We assume that $S=\{M,F\}$ so that females can either only produce Males or only produce Females. Thus, a general mixed strategy $\sigma=(\omega,1-\omega)$ produces a population with a proportion of $\omega$ males. Furthermore we can write $\chi=(\alpha,1-\alpha)$.

The females are the decision makers so that we consider them as the individuals in our population. The immediate offspring of the females $K$ is constant and so cannot be used as a utility. We use the second generation offspring:

$\begin{aligned} u(M,\chi)&=K^2\frac{1-\alpha}{\alpha}\\ u(F,\chi)&=K^2 \end{aligned}$

Thus:

$u(\sigma,\chi)=K^2\left(\omega\frac{(1-\alpha)}{\alpha}+(1-\omega)\right)$

Note that we can assume that $K=1$ for the rest of this exercise as we will ultimately be comparing different values of the utility.

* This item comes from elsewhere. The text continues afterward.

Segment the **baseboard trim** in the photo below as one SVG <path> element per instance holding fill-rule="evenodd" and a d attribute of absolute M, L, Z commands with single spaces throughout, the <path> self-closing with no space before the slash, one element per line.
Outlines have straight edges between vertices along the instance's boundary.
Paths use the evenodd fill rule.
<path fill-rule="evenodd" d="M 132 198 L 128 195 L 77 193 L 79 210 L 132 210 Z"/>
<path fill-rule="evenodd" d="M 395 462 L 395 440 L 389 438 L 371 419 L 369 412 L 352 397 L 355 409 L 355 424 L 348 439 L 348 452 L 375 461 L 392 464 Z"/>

Let us try and find an ESS for this game:

If $\alpha\ne 1/2$ then $u(M,\chi)\ne u(F,\chi)$ so that any mixed strategy $\sigma$ with support ${M,F}$ would not give a stable population.
Thus we need to check if $\sigma^*=(1/2,1/2)$ is an ESS (this is the only candidate).

We consider some mutation $\sigma=(p,1-p)$:

$\chi_{\epsilon}=(1-\epsilon)\sigma^*+\epsilon\sigma$

which implies that the proportion of population playing $M$ in $\chi_{\epsilon}$ is given by:

$\alpha_{\epsilon}=(1-\epsilon)1/2+p\epsilon=1/2+\epsilon(p-1/2)$

We have:

$u(\sigma^*,\chi_{\epsilon})=1/2+\frac{1-\alpha_{\epsilon}}{2\alpha_{\epsilon}}$

and:

$u(\sigma,\chi_{\epsilon})=(1-p)+p\frac{1-\alpha_{\epsilon}}{\alpha_{\epsilon}}$

The difference:

$\begin{aligned} u(\sigma^*,\chi_{\epsilon})-u(\sigma,\chi_{\epsilon})&=p-1/2+(1/2-p)\frac{1-\alpha_{\epsilon}}{\alpha_{\epsilon}}\\ &=(1/2-p)\frac{1-2\alpha_{\epsilon}}{\alpha_{\epsilon}} \end{aligned}$

We note that if $p<1/2$ then $\alpha_{\epsilon}<1/2$ which implies that $u(\sigma^*,\chi_{\epsilon})-u(\sigma,\chi_{\epsilon})>0$. Similarly if $p>1/2$ then $\alpha_{\epsilon}>1/2$ which implies that $u(\sigma^*,\chi_{\epsilon})-u(\sigma,\chi_{\epsilon})>0$. Thus $\sigma^*=(1/2,1/2)$ is a ESS.